È stata solo sollevata un po’ la manona delle imposte e dei tanti balzelli, a cominciare dal costo del no nucleare, deciso senza spiegare ai votanti del 1987 che 35 anni dopo saremmo stati ancora qui a pagarne il conto. Le ragioni dell’impennata attuale sono da tempo sulle pagine meno lette dei quotidiani, quelle di politica estera ed economica: la Russia che tiene sotto tiro l’Ucraina, l’Occidente che sanziona la Russia, la Russia che non immette metano nel mercato spot, la Germania che blocca il gasdotto russo, la Cina che taglia le emissioni di CO2 perché ci sono le Olimpiadi, l’Olanda che chiude i giacimenti, e soprattutto la crescita globale in ripresa. E ancora: due reattori nucleari fermi in Francia e scarso vento per l’eolico nel Mare del Nord. Molto più marginale, per ora, l’effetto Greta, cioè lo spostamento degli investimenti sul green. In prospettiva, però emerge, proprio qui, un primo paradosso, che fa a fette la faticosa retorica di Glasgow, in quanto la transizione ecologica verso le rinnovabili promuove una nuova stagione florida per le non rinnovabili.

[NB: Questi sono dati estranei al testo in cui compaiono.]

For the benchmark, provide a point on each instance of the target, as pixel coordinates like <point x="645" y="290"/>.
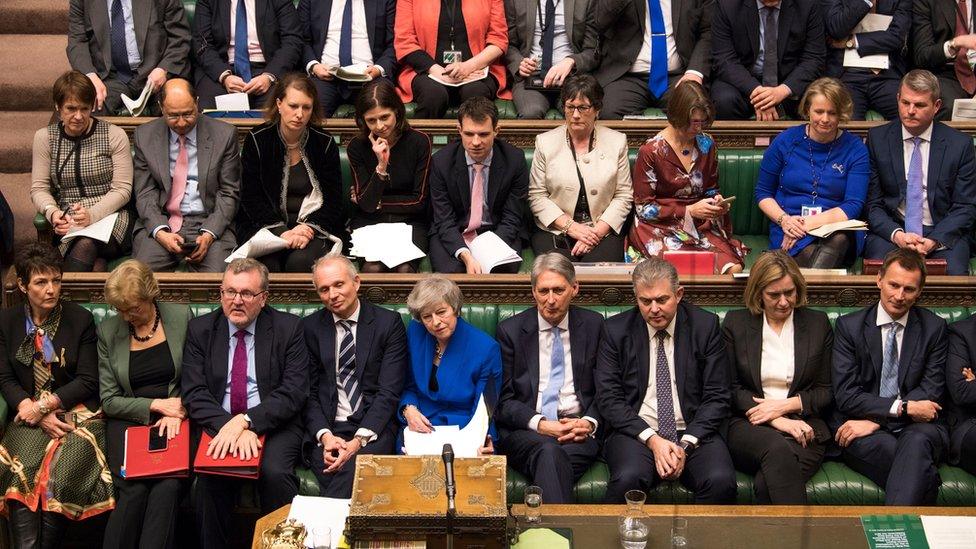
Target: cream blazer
<point x="554" y="185"/>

Nei giorni di Glasgow, pur avendo deciso entro il 2030 una decarbonizzazione del 55%, sono ripartite a Spezia e Monfalcone due centrali a carbone, ed è in calo del 35% l’indice Ispred, che misura la transizione verde. In Germania, la crescita del carbone è del 30%, e in Cina è in corso un colossale piano di nuove centrali coke.

Ma ecco il secondo paradosso: perché dal 2014 sono pendenti domande per 146 giga (57% solare, il resto Eolico) e ne è stato realizzato a malapena l’1-2%? Sarà lentezza burocratica nei ben 11 passaggi autorizzativi (viva le semplificazioni di Cingolani, però le applichi…), ma allora perché non si fanno 396 impianti in Puglia e 126 nel Lazio, già autorizzati, ma bloccati dal Ministero della cultura? Forse c’è anche qualche ragione seria di carattere paesaggistico, perché non tutte le rinnovabili sono virtuose. L’eolico disturba gli uccelli e il panorama, il solare devasta il territorio più di cento autostrade, va bene sui tetti, ma Enel prevede un utilizzo di suolo agricolo per 1000 km quadrati.

Le nozze tra ambientalismo e sviluppo non si possono fare insomma solo a parole, altrimenti nasce un altro partito che ci spiega che il mondo è tutto un complotto, di cui fanno parte in primis scienza, matematica e virologi. Abbiamo già dato: il governo Conte 1 ha bloccato le 80 piattaforme di ricerca nel nostro mare, ma a poche miglia dalle inutili trivelle tricolori, Croazia, Montenegro e Grecia continuano a cercare e trovare metano, che magari ci venderanno presto, visto che il metano lo importiamo per il 95,4%, pagandolo dalle 10 alle 14 volte di più di quello che potremmo estrarre in casa. Abbiamo sott’acqua almeno 12 miliardi di valore (un reddito di cittadinanza e mezzo), e lo lasciamo lì, solo perché il Di Maio pre conversione, sosteneva che «lo stop delle trivelle è una battaglia per la sovranità nazionale» e secondo alcuni questa sarebbe una cosa di sinistra. Si scuserà presto anche di questo, ma, nel frattempo, arrivano bollette salate.